Converting circumference to diameter

The relationship C = pi x D means D = C / pi = C / 3.14159. A circumference of 60 inches converts to 60 / 3.14159 = 19.1 inches diameter. This conversion is exact for a perfectly circular stem. Real trees are rarely perfectly circular; averaging two perpendicular diameter measurements closely approximates the true mean diameter for forestry inventory purposes.

Field measurement methods

Three methods are used professionally. A diameter tape (D-tape) reads diameter directly when wrapped around the trunk — it is calibrated in diameter units not circumference and is the most common professional method. A standard tape measures circumference, then divide by pi. Calipers measure diameter directly by pressing against both sides; more accurate but slower, used more in research settings for precision measurements.

Special measurement protocols for non-standard stems

Multi-stem trees: measure each stem at 4.5 ft separately and sum the basal areas. Forked trees below breast height: treat as separate trees. Leaning trees: measure at 4.5 ft on the uphill side. Trees on slopes: measure 4.5 ft up the uphill face. Trunk swellings at breast height: move the measurement point just above or below the deformity and note the adjustment. Coppice stools: measure at 1 ft (30 cm) above the highest cut surface using standard formula.

DBH in timber volume and carbon accounting

Timber volume formulas combine DBH and total height. The cylinder approximation (Volume = Basal Area x Height) is refined by species-specific taper equations and form factors. Carbon sequestration is estimated from allometric equations with DBH (and sometimes height) as primary inputs. National forest carbon inventories rely on repeated DBH measurements from permanent sample plots to track biomass change over time for greenhouse gas reporting.

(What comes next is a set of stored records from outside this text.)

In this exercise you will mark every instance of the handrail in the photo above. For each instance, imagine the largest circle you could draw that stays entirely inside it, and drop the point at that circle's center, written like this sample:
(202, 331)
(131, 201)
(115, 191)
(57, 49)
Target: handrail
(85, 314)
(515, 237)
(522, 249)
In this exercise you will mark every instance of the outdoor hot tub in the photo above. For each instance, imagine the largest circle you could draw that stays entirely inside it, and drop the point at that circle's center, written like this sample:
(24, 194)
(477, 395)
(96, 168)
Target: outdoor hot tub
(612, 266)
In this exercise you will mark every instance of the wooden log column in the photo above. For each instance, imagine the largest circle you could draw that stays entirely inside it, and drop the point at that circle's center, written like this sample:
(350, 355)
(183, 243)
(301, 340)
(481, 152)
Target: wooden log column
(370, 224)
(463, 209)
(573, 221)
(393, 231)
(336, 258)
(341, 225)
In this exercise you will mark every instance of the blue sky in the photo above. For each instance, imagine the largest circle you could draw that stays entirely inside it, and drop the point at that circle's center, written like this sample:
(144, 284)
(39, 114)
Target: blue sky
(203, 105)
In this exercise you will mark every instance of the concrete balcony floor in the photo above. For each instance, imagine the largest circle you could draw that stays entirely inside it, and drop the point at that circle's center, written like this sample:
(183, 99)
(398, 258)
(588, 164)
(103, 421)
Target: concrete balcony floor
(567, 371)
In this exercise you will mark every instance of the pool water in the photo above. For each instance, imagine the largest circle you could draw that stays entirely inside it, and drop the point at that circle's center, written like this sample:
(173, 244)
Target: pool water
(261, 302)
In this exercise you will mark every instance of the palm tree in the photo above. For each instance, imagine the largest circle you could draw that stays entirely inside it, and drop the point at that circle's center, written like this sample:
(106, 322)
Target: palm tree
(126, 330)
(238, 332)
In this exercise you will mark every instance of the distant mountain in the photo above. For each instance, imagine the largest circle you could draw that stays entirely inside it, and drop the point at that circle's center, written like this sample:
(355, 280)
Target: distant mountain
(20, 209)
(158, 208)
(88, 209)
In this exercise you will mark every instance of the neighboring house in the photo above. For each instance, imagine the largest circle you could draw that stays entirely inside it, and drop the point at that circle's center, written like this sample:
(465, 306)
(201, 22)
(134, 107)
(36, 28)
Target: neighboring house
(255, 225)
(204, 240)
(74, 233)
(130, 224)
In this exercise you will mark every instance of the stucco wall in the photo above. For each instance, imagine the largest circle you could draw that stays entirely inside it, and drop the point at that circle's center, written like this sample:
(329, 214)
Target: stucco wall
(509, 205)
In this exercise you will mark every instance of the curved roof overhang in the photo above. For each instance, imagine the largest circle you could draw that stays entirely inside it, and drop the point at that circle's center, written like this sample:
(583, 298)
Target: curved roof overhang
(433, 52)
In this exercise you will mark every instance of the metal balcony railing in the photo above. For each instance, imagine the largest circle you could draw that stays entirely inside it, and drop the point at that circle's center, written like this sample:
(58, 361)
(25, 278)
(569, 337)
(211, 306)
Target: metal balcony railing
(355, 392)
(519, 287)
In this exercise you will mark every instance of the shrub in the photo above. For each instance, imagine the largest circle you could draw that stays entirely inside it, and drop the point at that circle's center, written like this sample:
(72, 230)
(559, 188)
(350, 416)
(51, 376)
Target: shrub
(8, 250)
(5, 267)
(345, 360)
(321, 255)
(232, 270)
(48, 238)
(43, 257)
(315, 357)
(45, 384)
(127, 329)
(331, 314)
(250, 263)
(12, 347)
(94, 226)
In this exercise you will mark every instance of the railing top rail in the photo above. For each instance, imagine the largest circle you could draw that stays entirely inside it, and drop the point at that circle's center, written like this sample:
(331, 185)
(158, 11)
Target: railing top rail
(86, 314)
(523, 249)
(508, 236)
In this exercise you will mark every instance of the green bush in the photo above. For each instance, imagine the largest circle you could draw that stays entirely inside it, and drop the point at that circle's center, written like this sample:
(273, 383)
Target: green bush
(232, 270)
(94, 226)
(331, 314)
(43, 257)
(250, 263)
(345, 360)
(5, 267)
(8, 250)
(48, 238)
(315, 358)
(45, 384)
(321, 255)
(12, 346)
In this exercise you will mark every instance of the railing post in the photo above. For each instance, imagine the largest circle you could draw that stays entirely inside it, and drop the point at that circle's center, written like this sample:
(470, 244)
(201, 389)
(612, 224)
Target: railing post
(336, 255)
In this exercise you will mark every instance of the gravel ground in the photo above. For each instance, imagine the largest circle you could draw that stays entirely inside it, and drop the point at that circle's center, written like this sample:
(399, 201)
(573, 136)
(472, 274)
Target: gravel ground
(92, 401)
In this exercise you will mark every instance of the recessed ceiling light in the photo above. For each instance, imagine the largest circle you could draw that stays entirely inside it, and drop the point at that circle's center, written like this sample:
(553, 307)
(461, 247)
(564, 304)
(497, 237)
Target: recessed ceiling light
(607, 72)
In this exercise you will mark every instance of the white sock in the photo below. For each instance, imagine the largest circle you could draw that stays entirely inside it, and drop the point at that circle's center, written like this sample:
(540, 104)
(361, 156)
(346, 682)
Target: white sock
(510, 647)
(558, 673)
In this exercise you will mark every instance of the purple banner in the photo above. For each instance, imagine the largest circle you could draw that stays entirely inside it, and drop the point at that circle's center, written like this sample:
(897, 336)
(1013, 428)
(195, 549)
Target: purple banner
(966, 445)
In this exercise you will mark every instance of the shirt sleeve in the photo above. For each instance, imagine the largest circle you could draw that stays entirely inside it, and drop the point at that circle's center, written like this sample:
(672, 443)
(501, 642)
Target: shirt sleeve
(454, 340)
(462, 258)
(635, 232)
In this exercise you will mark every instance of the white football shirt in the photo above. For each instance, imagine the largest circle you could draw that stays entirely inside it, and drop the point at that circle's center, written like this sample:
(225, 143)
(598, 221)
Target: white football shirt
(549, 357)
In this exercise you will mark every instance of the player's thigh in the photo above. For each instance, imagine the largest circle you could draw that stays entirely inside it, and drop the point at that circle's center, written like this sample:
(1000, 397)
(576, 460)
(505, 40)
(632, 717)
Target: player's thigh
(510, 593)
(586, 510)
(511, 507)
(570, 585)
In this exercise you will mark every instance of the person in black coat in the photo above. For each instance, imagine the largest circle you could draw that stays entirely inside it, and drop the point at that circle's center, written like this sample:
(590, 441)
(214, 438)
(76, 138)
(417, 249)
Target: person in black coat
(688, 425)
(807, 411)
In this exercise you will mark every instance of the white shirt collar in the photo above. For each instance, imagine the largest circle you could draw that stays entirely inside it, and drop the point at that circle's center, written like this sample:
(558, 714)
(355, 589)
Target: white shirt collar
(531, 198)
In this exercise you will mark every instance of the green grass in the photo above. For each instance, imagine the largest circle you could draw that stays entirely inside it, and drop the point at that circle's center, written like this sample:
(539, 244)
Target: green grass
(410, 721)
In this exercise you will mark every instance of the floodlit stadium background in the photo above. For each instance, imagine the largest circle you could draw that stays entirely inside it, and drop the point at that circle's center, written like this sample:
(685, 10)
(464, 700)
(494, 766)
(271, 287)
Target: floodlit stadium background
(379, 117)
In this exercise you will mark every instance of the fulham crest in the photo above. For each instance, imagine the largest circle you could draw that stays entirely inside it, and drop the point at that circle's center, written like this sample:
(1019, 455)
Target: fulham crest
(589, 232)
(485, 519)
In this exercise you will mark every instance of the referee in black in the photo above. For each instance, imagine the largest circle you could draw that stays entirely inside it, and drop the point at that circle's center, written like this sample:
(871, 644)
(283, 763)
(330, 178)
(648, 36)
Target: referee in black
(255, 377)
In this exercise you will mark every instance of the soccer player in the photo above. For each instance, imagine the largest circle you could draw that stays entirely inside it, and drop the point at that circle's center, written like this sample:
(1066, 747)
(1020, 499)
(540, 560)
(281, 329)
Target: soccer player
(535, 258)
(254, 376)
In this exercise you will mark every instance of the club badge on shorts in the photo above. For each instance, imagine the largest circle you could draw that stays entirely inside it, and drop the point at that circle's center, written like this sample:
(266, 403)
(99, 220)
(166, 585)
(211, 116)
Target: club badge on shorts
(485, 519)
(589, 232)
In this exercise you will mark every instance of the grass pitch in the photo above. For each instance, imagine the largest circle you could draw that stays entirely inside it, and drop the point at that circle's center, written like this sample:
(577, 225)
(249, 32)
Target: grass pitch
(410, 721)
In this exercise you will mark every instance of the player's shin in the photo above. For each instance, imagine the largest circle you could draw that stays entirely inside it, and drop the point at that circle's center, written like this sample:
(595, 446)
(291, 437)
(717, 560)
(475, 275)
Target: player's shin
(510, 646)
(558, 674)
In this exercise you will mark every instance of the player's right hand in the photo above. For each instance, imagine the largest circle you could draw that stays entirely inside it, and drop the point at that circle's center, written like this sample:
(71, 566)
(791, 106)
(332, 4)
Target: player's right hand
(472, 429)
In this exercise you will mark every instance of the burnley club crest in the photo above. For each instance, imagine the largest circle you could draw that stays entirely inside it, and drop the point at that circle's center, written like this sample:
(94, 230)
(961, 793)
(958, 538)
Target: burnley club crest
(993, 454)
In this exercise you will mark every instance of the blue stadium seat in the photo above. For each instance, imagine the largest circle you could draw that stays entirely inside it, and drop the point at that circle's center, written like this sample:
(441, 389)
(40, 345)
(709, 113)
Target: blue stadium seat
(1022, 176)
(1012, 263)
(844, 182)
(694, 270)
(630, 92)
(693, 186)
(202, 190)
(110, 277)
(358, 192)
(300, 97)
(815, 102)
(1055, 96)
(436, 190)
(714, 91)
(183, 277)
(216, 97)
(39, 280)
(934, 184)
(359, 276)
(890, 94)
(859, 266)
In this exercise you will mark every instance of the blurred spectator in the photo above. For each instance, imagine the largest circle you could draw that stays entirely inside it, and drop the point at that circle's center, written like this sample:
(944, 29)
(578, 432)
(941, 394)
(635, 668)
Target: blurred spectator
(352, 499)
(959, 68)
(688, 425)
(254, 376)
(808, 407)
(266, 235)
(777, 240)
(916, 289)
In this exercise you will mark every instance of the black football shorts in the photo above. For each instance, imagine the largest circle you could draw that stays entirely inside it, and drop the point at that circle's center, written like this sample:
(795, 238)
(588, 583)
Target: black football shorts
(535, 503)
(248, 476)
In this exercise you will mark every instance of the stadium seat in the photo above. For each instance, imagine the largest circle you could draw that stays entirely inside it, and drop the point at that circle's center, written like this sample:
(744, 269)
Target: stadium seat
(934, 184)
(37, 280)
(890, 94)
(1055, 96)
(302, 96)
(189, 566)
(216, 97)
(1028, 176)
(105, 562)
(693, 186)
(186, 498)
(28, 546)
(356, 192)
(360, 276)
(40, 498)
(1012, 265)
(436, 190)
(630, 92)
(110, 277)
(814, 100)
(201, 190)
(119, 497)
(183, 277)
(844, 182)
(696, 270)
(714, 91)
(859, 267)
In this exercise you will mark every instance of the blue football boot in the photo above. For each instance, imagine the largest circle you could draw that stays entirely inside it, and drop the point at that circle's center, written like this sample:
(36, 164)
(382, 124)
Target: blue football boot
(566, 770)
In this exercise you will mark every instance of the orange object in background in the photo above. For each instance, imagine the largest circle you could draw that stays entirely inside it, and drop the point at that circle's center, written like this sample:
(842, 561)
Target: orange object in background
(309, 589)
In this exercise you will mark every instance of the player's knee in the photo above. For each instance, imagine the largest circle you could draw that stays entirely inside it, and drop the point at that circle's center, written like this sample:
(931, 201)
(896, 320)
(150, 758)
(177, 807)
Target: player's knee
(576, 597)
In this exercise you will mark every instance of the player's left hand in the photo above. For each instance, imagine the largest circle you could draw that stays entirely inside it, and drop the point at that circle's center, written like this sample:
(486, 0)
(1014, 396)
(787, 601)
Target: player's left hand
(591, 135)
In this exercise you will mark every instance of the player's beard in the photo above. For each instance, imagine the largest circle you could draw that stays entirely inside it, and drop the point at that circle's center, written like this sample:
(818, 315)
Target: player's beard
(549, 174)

Frequently asked questions

Divide circumference by pi (3.14159). Example: 48 inches circumference / 3.14159 = 15.28 inches diameter.
DBH = Diameter at Breast Height, measured at exactly 4.5 ft (1.37 m) above ground. The universal standard for tree diameter used in timber volume, basal area, and carbon accounting globally.
Measure trunk circumference with a standard tape and divide by pi. Or measure across the trunk in two perpendicular directions and average the two values for an approximate diameter.
Measure each stem separately at 4.5 ft and calculate basal area for each. The combined stand basal area is the sum of all individual stem basal areas.
Measure at 4.5 ft on the uphill side of the lean. Do not measure on the underside.
Diameter is the straight-line distance across the trunk through the centre. Circumference is the distance around the trunk. Circumference = pi x Diameter (3.14159 x Diameter).
The 4.5 ft (1.37 m) standard was established in the 19th century as a convenient height above the butt swell and root flare where the stem is more circular and consistent. The FAO uses 1.3 m as an international standard.
Basal area (sq ft) = 0.005454 x DBH squared. It is the cross-sectional area of the trunk at breast height, used to estimate timber volume and assess stand density.
Smartphone apps (iForest, Tree Mapper) can estimate diameter using AR or photo analysis, but a measuring tape gives much more accurate results for forestry inventory purposes.